Behind perfect privets and brightly painted front doors, the lives of Riverside Lane’s residents slowly unravel. Tempesta, guarding his secrets with a vengeance, is suddenly threatened with exposure by the elderly religious zealot Ivy Midwinter, whose own past involved keeping professional confidences. When she challenges him in church, she learns that Tempesta will stop at nothing to protect his privacy ...
Set against the exquisite backdrop of a gastronomic village by the Thames, Riverside Lane is a tautly paced page-turner that also gently satirises middle- class English manners: the upstanding denizens of the village watch and whisper behind a mask of English hauteur, whilst their own fragile lives come undone.
Ivy bolted the door behind the journalist. Returning to her desk, she locked the drawer and squeezed her eyes shut. “The blind will see, and those who see will become blind,” she intoned, blinking furiously to dispel the strange dots that had started presenting themselves in her vision. They were becoming more frequent; Ivy knew she should visit an ophthalmologist. She hoped it was not un-Christian, but the thought of being unable to read her beloved sheet music upset her more deeply than any of the memories from her past. The Victorian marble clock, which comforted her hourly with its sweet Handel music, proclaimed that there was just enough time to deliver the cheque to the bank and get back to the Village for Evensong.
Standing at the bus stop with the melodious clock chimes still echoing softly in her head, Ivy caught sight of Luca Tempesta walking through the churchyard. Handel, she thought, had been sent to law school by his father, just like this American. The former had abandoned his studies and blessed mankind with the “Hallelujah” chorus; the latter, according to Ivy’s preliminary investigations, had abandoned his to set up a private-detective firm; then, some years later, he had apparently disappeared from God’s Earth without a trace. Except he had not disappeared. He was here in the Village, living in Clive’s house, next door to Frank, smoking Russian cigarettes. And Ivy Midwinter planned to find out why.

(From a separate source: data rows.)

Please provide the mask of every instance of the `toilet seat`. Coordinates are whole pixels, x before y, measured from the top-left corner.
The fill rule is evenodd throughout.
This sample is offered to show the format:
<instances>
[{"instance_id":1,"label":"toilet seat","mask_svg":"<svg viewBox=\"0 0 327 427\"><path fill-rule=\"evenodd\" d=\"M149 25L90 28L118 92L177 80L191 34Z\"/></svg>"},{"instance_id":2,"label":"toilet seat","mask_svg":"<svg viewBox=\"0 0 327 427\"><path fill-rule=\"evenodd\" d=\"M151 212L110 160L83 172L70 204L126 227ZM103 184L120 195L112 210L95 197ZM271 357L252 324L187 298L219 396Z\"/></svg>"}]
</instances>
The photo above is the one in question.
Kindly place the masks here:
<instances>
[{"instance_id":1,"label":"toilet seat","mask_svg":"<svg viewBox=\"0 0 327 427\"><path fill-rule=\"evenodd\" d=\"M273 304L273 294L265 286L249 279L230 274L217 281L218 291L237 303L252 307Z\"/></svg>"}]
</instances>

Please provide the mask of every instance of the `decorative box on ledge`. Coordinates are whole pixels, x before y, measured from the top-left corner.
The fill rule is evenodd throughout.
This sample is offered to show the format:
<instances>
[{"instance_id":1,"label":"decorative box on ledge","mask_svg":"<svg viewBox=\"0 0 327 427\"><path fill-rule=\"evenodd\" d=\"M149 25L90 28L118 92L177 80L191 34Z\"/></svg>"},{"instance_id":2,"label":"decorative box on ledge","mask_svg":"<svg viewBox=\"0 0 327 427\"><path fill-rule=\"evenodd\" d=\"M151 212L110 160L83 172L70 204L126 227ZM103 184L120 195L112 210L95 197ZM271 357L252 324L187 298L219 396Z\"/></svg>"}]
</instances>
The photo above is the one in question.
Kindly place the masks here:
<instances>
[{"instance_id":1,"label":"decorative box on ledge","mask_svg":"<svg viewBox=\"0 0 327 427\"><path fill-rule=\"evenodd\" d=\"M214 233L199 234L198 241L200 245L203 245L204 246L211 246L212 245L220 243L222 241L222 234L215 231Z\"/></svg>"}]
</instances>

Julia left Somerset for London at 16. She founded & ran her own consumer P R agency representing a range of international brands including Braun, Molton Brown, Clairol & Kleenex. After selling the business she trained as a psychotherapist specializing in eating disorders & hosted a phone-in show on Radio Luxembourg.
Julia writes bespoke literature & articles for private clients and visits secondary schools & prisons representing two national charities in providing emotional support to pupils & inmates. A keen kayaker and a passionate cook, she lives in Bray-on-Thames with her husband Nicolas and their four children.
Gaynor has worked as a national newspaper correspondent for more than twenty years, interviewing everyone from the great and the good to extraordinary people in ordinary lives. The rich variety of her subject matter and their circumstances has given her a rare insight into human nature and the challenges many people face.
Gaynor's great loves include sitting in pavement cafes watching the world go by, National Trust and English Heritage and hiking across the windswept Yorkshire moors. She lives in Bray-on-Thames with her husband Jonathan and their son, Freddie James.